I have more energy when I exercise. I'm more clear-headed and productive when I eat right. I'm in a far better mood when I get enough sleep. Yet, exercise falls to the bottom of the priority list, I all too easily give in to the lure of pizza and ice cream, and I often stay up late for a little "me-time".
I've read all the self-help books, so I know that I can't care for others if I don't care for myself, that I have to put my own oxygen mask on first, blah, blah, blah. Here's the problem: caring for myself is just another chore that I don't enjoy and don't have time for. And while I know I have to do it, I'd like people to stop making me feel guilty for not enjoying it.
Exercise? I've heard of strange beings who enjoy burning lungs and straining muscles. Me, not so much. I've never experienced an endorphin high; I think it might be a myth created by fit people to shame the rest of us. Yes, I like the results of exercising, and I feel great afterward, but I don't enjoy the process.
Eating well? Sure, healthy food can taste great. Sure, healthy food can be easier to prepare than junk food. But, honestly, if spinach salad and lean chicken really tasted all that good, wouldn't the world be full of much thinner people, myself included? I do pretty well with menu planning, but it takes more time to cook a real meal than to just throw something together. And, yes, I eat when I'm stressed. I already feel guilty about that, I don't need added pressure from the health-conscious telling me that good people like collard greens and tofu so much that they prefer them to fatty foods or *sniff* refined sugar.
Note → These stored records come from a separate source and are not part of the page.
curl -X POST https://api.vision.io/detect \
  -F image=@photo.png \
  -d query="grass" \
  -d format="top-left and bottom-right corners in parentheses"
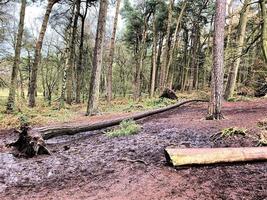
top-left (0, 88), bottom-right (207, 130)
top-left (106, 119), bottom-right (141, 137)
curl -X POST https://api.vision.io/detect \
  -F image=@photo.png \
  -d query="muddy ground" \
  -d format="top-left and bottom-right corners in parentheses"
top-left (0, 99), bottom-right (267, 200)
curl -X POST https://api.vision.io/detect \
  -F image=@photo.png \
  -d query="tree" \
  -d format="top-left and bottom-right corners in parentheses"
top-left (28, 0), bottom-right (59, 107)
top-left (207, 0), bottom-right (226, 120)
top-left (6, 0), bottom-right (26, 112)
top-left (260, 0), bottom-right (267, 64)
top-left (66, 0), bottom-right (80, 105)
top-left (159, 0), bottom-right (173, 92)
top-left (86, 0), bottom-right (108, 115)
top-left (76, 0), bottom-right (90, 104)
top-left (107, 0), bottom-right (121, 104)
top-left (224, 0), bottom-right (250, 100)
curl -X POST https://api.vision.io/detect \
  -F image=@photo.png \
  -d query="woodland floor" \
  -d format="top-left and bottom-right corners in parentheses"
top-left (0, 99), bottom-right (267, 200)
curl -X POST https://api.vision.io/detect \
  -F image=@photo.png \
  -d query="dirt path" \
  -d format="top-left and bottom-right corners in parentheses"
top-left (0, 99), bottom-right (267, 200)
As for getting to bed early: after a long day of work, and wrestling the kids to bed, going to bed early feels like punishment for the crime of being responsible and productive. The late evenings are for watching the Red Menace (aka Netflix), or reading junk fiction, or writing for fun, or just talking with my husband like two adults. I love my kids, and I love my job, but I want some time to do other things! (see my post on mental crosstraining
I schedule time for the "self-care" basics, just like any other chore or responsibility. But I hate the way we get emotionally hammered coming and going on this topic. If we don't exercise and eat right, then we feel guilty because we're not taking care of ourselves, whether that means letting ourselves go physically, or just not being productive enough/a happy enough parent or spouse, etc. But, because these activities are considered things we do "for ourselves", we feel guilty that we're spending so much time on self care and not caring for our families, spending more hours on our jobs, etc. Even though Dr. Mr. Palimpsest wants me to go to the gym (for my own health's sake), I feel guilty asking him to babysit while I go and "indulge" myself in exercise. (And yes, he and I both know that's crazy.)
I don't have a solution for this, but it has helped me immeasurably to just face the fact that these activities are not fun. I don't do them because I enjoy them, I do them because I have to. And I shouldn't feel guilty that I don't like them.